It feels like any other frigid January morning on Eat Street. Bitter cold. Gray light. Ice that’s melted and refrozen innumerable times into perilous, slippery patches. Except this January is different. There are a few spent smoke grenade canisters and flash-bangs on the street that days after Alex Pretti’s killing still haven’t been picked up. People move quickly with their heads down.
Inside Spyhouse Coffee, the morning begins quietly. A regular customer stops by to check in with the barista. “I just wanted to see how you are,” the regular says. The answer doesn’t quite form. “Well, yeah, it’s … yeah.” The barista returns to work, pausing for a moment longer than usual, staring out into the cold. They have long forgotten your order; you apologize and remind them. They apologize. When the drink finally makes it your way, it’s excellent, as always.
This is what dining on this stretch of Nicollet Avenue feels like now: people going through the motions, on autopilot, doing what they know how to do. The hospitality is intact; the food’s the same. But the dining rooms are more empty than usual. Everyone seems dazed. People are hurting. Everything is not OK.
January was already going to be hard
January is always a slow month. Restaurateurs brace for it, they survive it. But this January arrived carrying more than cold.
Across Minnesota, restaurants everywhere have been navigating the ripple effects of heightened federal immigration enforcement for several weeks. Workers are terrified to come in. Diners are nervous to go out. Reservations vanish in waves.

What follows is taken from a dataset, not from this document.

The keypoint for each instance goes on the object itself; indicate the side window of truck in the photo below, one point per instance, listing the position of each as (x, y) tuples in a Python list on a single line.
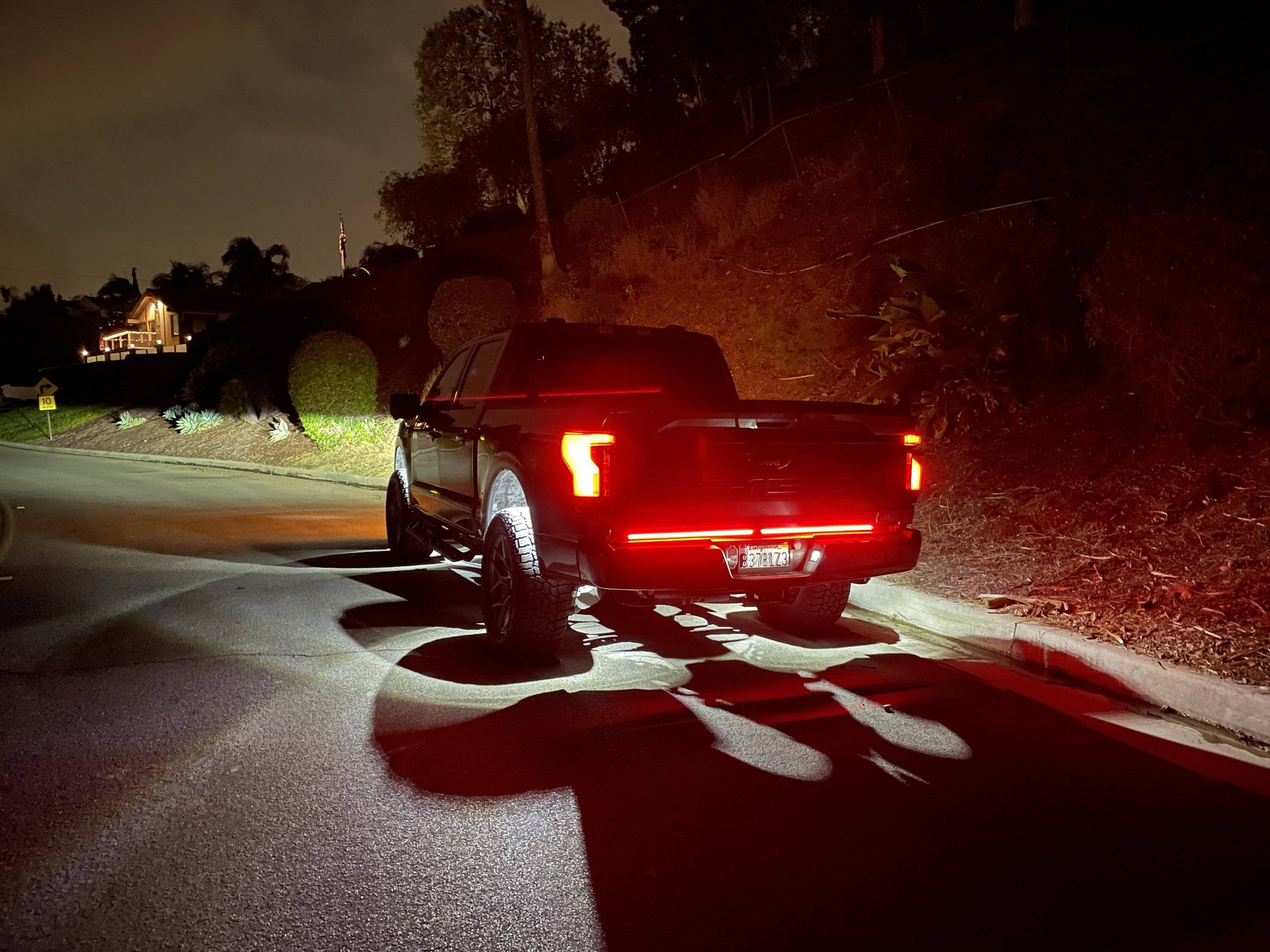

Staff shortages are severely affecting operations, resulting in limited menus, slower service, guarded doors, shortened hours, takeout-only pivots, temporary closures with no notice. There were moments of inspiration: Restaurants began stepping up for their community by running food drives, hosting fundraisers and donating profits.
And then came that Saturday morning..
‘How are you?’
Spending the day talking with restaurant owners, staff and customers along the city’s restaurant-rich corridor, it only takes asking, “How are you?” for the truth to spill out. Not once does anyone answer “fine.” People unload, sometimes quietly, sometimes all at once. Dining rooms meant for comfort and pleasure have become where people are at their most vulnerable.